Justine looked back at the brackets, imagining screens and cable lines hanging there. But why? And then she saw it. Not screens. Cameras. It made sense, didn’t it? The Harlows were filmmakers, after all.
Justine wanted to see what a camera might pick up from the window. She jumped, grabbed hold of two brackets, and pulled herself high enough to peer through the two-way mirror, which afforded her a complete and elevated view of the Harlows’ bed and the FBI tech still working on it. She swung her attention around the room, spotting the other four mirrors. Were there brackets for cameras behind them?
She was going to find out. As she returned to the ladder, questions and hypotheses darted through her mind. What were the cameras for? In case they had to use the panic room and wanted to document intruders?
She supposed that was possible, but for some reason it didn’t make total sense to her. She tripped the switch; the door slid open again. She left it open and climbed back down the ladder. She almost turned and stepped back through the open pocket door into Jennifer Harlow’s closet but decided to go all the way down the ladder first.
As she neared the bottom, her flashlight beam picked up an alcove of sorts set opposite a steel door. There were three steel shelves set in the cement in the alcove. On the wall between each shelf were an electrical socket and another of those cable connections. She looked closely at the shelves and saw no dust. Which meant what? The shelves were cleaned regularly? Or had they been cleaned after something was removed from them?
Unable to answer, Justine turned toward the door, spotted a switch beside it. She flipped it up. Nothing happened. She shrugged, turned the dead bolt, and yanked open the door.
In the darkness she heard a crash and then a voice yelled out, “Who’s there? Identify yourself or I swear to God, I’ll shoot!”
Chapter 65
“BROTHER DEAREST,” TOMMY said as he entered my office, arms spread wide. He was wearing a five-thousand-dollar suit, no tie, and appeared to have hit the tanning salon earlier in the morning.
I remembered my brother winking at me in the courtroom the day of his arraignment. Was this part of his plan? Figure out a way to get me to admit that I was at the scene when Clay Harris took a 9mm round to the chest? It was not beyond Tommy to go this route. I still suspected that Tommy had hired Clay to kill my ex-girlfriend in the first place. In order to frame me for the murder. Since that didn’t work out, it only made sense that he’d try to frame me for Clay’s murder instead. But I had no proof.

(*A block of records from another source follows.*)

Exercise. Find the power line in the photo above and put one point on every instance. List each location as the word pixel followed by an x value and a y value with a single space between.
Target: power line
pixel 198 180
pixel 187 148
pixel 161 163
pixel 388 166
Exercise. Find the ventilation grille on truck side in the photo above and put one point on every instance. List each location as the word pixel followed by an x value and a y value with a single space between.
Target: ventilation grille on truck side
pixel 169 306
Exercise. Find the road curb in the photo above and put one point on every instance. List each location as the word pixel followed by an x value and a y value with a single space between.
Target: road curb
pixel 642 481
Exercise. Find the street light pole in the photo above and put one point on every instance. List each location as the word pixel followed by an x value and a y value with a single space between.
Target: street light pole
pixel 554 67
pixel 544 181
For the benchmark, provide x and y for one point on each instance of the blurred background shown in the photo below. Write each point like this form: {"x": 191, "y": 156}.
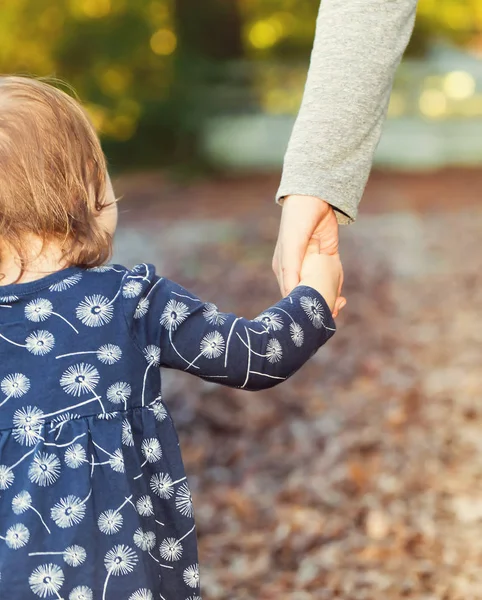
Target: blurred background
{"x": 360, "y": 477}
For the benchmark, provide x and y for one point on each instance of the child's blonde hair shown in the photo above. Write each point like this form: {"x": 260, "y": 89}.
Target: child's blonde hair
{"x": 52, "y": 173}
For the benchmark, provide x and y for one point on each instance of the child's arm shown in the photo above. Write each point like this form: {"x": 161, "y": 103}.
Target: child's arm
{"x": 195, "y": 337}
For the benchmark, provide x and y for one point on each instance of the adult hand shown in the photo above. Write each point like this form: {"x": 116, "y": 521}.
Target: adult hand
{"x": 304, "y": 219}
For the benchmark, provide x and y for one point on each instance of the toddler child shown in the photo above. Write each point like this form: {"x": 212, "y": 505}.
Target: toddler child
{"x": 94, "y": 502}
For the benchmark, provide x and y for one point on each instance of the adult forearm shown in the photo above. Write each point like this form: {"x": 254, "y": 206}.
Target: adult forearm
{"x": 358, "y": 47}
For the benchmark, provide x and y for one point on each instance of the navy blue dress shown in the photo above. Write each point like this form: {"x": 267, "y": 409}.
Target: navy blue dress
{"x": 94, "y": 502}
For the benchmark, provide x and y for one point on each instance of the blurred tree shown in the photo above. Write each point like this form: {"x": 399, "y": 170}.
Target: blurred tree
{"x": 152, "y": 71}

Carmine entered my office right behind Tommy, his skin an even deeper red against his starched white collar and yellow cashmere sweater. “Jack,” the mobster said, as if we were long-lost golf buddies. “How gracious of you to entertain us at such short notice.”
“Uh-huh,” I said. “What’s the proposition?”
“What, no business pleasantries?” Tommy said, taking a seat across the desk from me.
“I’m not feeling particularly pleasant, brother,” I replied.
Tommy beamed at me as if I’d said something of deep significance.
Carmine shut the door. He looked around my office, a space I intentionally keep devoid of personal effects. In my line of work, I’ve found that it pays to know more about other people than they do about me. Carmine gazed at me, popped his chin up. “Place bugged?”
“Good idea, but no,” I said. “You fellows wearing wires?”
Tommy cocked his head as if I’d gone paranoid, which I had.
“Nah,” Carmine said. “I was never one for taping myself.”
I said nothing. Tommy scowled but took off his jacket, unbuttoned his shirt, and showed me his chest and back. “Satisfied, brother?”